Directeur du CLJ, Nicolas Giordano décrypte : Ce que nous développons, c’est un choix véritable dans les activités que nous proposons. Foot, tennis, bouée tractée, plongée, rugby… Et même de la spéléologie ! Systématiquement, nous faisons en sorte qu’il y ait d’autres activités à divers moments de la journée. Une activité manuelle, du sport… On a même réalisé un court métrage sur de la prévention des violences intra-familiales”, un fléau dont Dis-Leur vous a parlé ICI.

Court métrage primé en Grèce et à Bordeaux

Ph. CLJ Sète.

Un vivre-ensemble qui permet aussi de lutter contre le repli, les communautarismes. “On a joué ça avec notre partenaire, DNA (la série TV Demain Nous Appartient, Ndlr).” Autre exemple, “les enfants peuvent participer à un atelier mosaïque, à des cours d’escrime…” Au CLJ, se tournent d’autres court-métrages qui ont la faculté de libérer la parole, de mieux s’exprimer, y compris en public. “On a ainsi fait venir un élève du cours Florent, à Paris, qui a écrit un texte, Au Nom du Père, joué avec une enfant du CLJ et deux acteurs connus, Christian Vadim et Mélanie Maudran, la tête d’affiche d’Un Si Grand Soleil, à Montpellier.” La vocation de ce genre de film primé en Grèce lors d’un festival et à Bordeaux, pas plus tard ce lundi ? Aller dans les collège et parler à la jeunesse. Et alimenter des débats.

“Nous voulons rassembler toutes les jeunesses”

Nicolas Giordano, directeur du CLJ de Sète. Ph. Olivier SCHLAMA

Marque ultime de cette réussite, la fête qui se prépare pour le 24 août en centre-ville, cette fois, de l’île Singulière. Ouverte à tous – et d’abord aux adhérents du CLJ qui arboreront un tee-shirt spécifique -, faisant écho à la sacro-sainte fête de la ville, la vénérée Saint-Louis ! Le directeur du CLJ emploie un joli pluriel : “Nous voulons rassembler toutes les jeunesses. Cet événement est une première en France !”, se délecte Nicolas Giordano dans un grand sourire. Le nom de la fête, là aussi, casse les codes : La Royale Kitch. Événement gratuit, truculent, qui ne pouvait se dérouler que dans cette Île Singulière qui organise, déjà, par ailleurs, un concours de boules carrées ou qui vit sa rue Paul-Valéry jadis transformée en piste de ski. Et qui vénère comme ces demi-dieux de la tintaine.

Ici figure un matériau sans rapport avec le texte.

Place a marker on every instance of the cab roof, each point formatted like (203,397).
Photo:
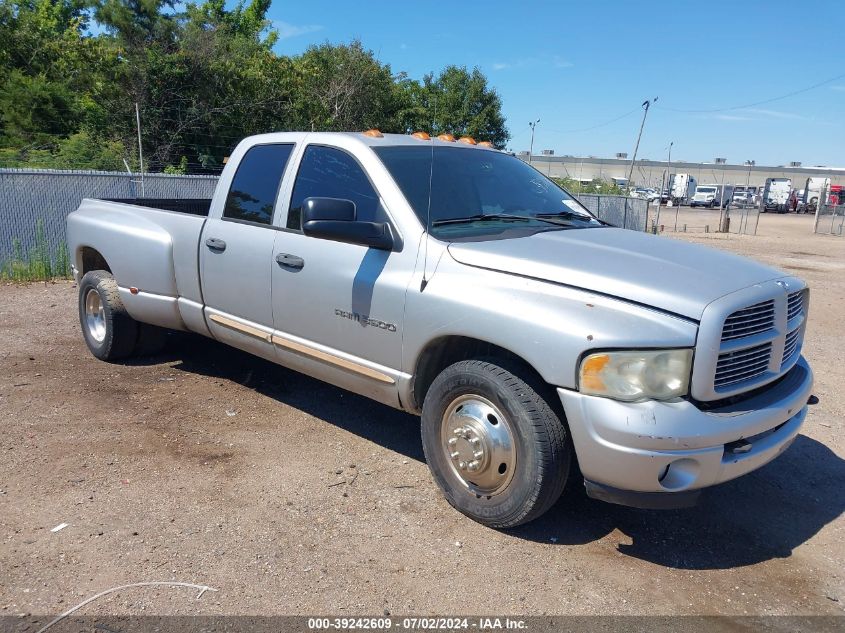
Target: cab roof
(383,140)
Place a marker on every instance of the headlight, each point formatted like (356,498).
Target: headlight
(636,375)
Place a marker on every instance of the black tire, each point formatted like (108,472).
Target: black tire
(543,452)
(120,332)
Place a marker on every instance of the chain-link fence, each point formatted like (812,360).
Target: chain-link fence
(34,201)
(829,219)
(739,220)
(627,213)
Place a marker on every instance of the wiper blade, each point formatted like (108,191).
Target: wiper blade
(485,217)
(572,215)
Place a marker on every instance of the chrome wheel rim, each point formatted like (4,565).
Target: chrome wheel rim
(478,443)
(95,316)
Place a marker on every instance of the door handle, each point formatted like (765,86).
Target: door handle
(216,244)
(289,261)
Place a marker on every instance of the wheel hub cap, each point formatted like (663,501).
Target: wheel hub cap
(478,443)
(95,316)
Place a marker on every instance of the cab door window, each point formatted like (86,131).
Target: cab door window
(328,172)
(252,195)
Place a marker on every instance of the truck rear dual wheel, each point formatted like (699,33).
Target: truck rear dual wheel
(494,445)
(110,333)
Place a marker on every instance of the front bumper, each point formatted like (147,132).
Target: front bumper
(677,447)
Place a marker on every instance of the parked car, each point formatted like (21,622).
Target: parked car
(712,196)
(456,282)
(776,194)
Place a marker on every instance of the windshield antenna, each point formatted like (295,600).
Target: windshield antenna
(424,281)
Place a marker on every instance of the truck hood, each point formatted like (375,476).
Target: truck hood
(656,271)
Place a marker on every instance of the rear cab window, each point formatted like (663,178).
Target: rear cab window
(252,195)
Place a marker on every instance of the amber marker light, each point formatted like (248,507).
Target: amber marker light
(591,371)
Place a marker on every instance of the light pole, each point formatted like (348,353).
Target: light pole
(724,223)
(667,180)
(646,105)
(532,125)
(749,164)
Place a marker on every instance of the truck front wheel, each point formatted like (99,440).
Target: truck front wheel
(109,331)
(494,445)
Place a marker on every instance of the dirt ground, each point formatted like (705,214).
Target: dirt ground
(288,496)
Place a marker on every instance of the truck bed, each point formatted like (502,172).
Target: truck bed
(192,206)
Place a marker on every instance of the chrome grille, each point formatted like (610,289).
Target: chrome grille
(794,305)
(790,345)
(749,321)
(741,365)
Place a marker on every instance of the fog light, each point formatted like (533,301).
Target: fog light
(680,474)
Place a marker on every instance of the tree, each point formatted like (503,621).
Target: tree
(343,87)
(204,76)
(457,102)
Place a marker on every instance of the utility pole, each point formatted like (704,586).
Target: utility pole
(532,125)
(646,105)
(749,164)
(724,223)
(667,182)
(140,150)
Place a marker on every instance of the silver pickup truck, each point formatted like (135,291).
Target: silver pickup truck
(451,280)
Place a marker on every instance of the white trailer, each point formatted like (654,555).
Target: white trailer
(776,194)
(813,191)
(681,188)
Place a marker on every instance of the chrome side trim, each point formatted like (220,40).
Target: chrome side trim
(240,327)
(332,359)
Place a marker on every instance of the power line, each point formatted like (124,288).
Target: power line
(756,103)
(594,127)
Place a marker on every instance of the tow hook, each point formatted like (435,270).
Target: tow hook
(738,448)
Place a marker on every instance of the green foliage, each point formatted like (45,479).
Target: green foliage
(457,102)
(575,186)
(204,76)
(37,264)
(178,170)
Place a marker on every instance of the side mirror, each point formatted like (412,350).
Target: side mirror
(334,219)
(328,209)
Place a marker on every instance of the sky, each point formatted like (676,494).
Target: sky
(584,69)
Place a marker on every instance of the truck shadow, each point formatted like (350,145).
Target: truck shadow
(761,516)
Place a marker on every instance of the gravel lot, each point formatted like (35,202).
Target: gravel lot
(289,496)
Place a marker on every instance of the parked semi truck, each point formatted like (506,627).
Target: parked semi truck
(682,188)
(712,196)
(776,194)
(814,190)
(538,344)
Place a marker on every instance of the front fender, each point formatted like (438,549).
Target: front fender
(548,325)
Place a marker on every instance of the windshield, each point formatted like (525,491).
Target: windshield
(480,193)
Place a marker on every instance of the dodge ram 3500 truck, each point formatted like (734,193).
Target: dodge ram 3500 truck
(452,280)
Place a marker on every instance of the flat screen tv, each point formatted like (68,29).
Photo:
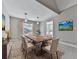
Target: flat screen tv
(66,25)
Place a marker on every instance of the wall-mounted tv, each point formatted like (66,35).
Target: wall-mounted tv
(66,25)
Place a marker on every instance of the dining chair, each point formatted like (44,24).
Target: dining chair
(26,47)
(53,49)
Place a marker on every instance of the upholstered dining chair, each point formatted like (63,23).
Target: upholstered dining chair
(26,47)
(53,49)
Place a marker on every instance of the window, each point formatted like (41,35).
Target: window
(49,28)
(27,28)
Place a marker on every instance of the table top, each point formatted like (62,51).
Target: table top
(38,38)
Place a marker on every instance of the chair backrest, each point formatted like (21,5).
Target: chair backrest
(54,45)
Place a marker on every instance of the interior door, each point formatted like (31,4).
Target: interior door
(16,28)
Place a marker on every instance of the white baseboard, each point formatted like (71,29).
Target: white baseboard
(68,44)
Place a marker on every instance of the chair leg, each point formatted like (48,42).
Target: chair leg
(57,55)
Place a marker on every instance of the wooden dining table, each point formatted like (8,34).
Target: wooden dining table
(39,42)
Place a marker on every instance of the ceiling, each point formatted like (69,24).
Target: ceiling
(44,9)
(58,5)
(17,8)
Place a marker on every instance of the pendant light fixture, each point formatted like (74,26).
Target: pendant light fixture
(37,21)
(26,17)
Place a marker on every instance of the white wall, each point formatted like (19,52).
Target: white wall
(67,36)
(43,28)
(7,18)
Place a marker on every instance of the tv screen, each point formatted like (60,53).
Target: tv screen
(66,26)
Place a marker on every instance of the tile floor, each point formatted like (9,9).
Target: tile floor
(16,52)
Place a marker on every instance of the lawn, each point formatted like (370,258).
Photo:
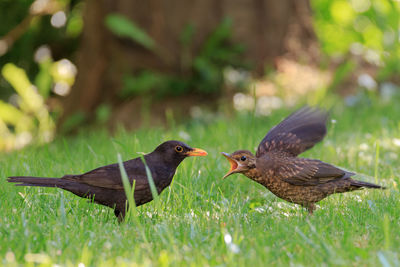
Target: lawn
(202,220)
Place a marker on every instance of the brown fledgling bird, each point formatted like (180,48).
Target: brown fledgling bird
(104,184)
(298,180)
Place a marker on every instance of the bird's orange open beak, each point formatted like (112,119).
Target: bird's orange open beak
(234,164)
(197,152)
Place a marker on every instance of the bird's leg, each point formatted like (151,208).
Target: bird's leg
(310,207)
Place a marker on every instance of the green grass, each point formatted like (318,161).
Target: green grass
(191,223)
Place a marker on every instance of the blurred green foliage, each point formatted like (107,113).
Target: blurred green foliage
(201,74)
(38,31)
(31,121)
(30,37)
(367,28)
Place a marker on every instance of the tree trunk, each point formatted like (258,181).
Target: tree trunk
(261,25)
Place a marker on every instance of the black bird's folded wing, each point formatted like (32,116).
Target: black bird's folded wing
(109,177)
(298,132)
(301,171)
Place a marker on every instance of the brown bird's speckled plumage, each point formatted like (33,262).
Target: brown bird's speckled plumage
(298,180)
(104,184)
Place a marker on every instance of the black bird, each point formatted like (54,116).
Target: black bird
(298,180)
(104,184)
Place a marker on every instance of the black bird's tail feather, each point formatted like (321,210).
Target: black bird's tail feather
(366,184)
(36,181)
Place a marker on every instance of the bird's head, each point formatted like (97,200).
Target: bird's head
(241,161)
(176,151)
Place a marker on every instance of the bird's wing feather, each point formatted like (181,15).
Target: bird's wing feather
(110,176)
(297,133)
(301,171)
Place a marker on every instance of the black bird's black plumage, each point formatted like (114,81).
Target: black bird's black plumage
(104,184)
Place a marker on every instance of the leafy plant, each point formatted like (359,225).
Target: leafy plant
(361,27)
(201,74)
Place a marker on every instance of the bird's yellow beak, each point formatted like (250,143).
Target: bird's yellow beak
(234,164)
(197,152)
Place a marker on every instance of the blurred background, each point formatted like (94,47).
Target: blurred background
(68,65)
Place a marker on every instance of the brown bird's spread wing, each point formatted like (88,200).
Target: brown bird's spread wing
(297,133)
(110,176)
(301,171)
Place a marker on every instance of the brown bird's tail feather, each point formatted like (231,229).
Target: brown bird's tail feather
(36,181)
(366,184)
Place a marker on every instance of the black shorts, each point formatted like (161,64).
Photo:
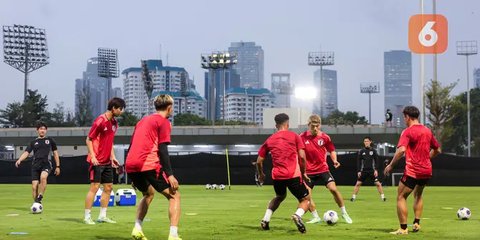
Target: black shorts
(37,170)
(321,178)
(295,185)
(411,182)
(142,180)
(101,174)
(365,175)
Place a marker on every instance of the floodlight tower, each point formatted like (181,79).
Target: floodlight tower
(321,59)
(370,87)
(467,48)
(108,67)
(213,61)
(25,48)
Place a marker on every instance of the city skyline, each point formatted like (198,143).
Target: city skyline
(359,32)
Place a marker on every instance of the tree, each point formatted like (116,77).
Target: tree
(84,115)
(442,109)
(188,119)
(349,118)
(127,119)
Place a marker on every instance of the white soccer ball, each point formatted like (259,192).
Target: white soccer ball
(330,217)
(464,213)
(36,208)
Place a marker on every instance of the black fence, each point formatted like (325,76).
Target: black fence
(203,168)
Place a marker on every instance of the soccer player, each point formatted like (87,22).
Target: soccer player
(317,144)
(286,148)
(148,165)
(367,161)
(419,146)
(41,164)
(101,158)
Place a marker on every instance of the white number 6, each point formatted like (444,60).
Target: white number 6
(427,30)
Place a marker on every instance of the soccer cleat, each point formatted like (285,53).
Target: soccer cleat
(400,232)
(138,234)
(105,220)
(416,227)
(315,220)
(347,218)
(264,225)
(173,238)
(88,221)
(299,223)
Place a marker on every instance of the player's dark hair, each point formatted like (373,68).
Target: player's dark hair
(281,118)
(41,124)
(411,111)
(116,103)
(162,101)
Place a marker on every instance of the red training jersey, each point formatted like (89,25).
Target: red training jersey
(102,133)
(283,146)
(148,134)
(316,148)
(418,140)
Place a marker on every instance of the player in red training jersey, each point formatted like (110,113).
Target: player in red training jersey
(419,146)
(102,159)
(148,165)
(286,148)
(317,144)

Tenues kitch, Pig Chenilliste, cheucheu synchro…

Révélation : “Delphine Le Sausse fera une démo de ski nautique et cette soirée, qui se déroulera au Nouveau bassin du quai d’Alger, au Chichois, est aussi parrainée par Youcef Agal, de la série Demain nous appartient.” Là aussi, se développe une notion de partage et de frontières à effacer : “Tout le monde est invité à venir, en paddle ou en canoë, avec un gilet de sauvetage, depuis le Môle.”

Déguisé, si possible en tenue kitch pour danser sur des musiques… kitch des années 1980. Ce n’est pas tout. Avec tout ce décorum, la fête s’organisera autour d’une “maison kitch”. On susurre qu’un hélicoptère participera à la fête et annoncera d’autres surprises… Enfin, la Pig Chenilliste sera présente pour lancer la “cheucheu synchro” – dans une chenille de fête foraine, tout le monde côtoie tout le monde. Le tout se terminera par une macaronade géante, forcément ! (10 € sur inscription). De quoi bien se lancer dans la Saint-Louis !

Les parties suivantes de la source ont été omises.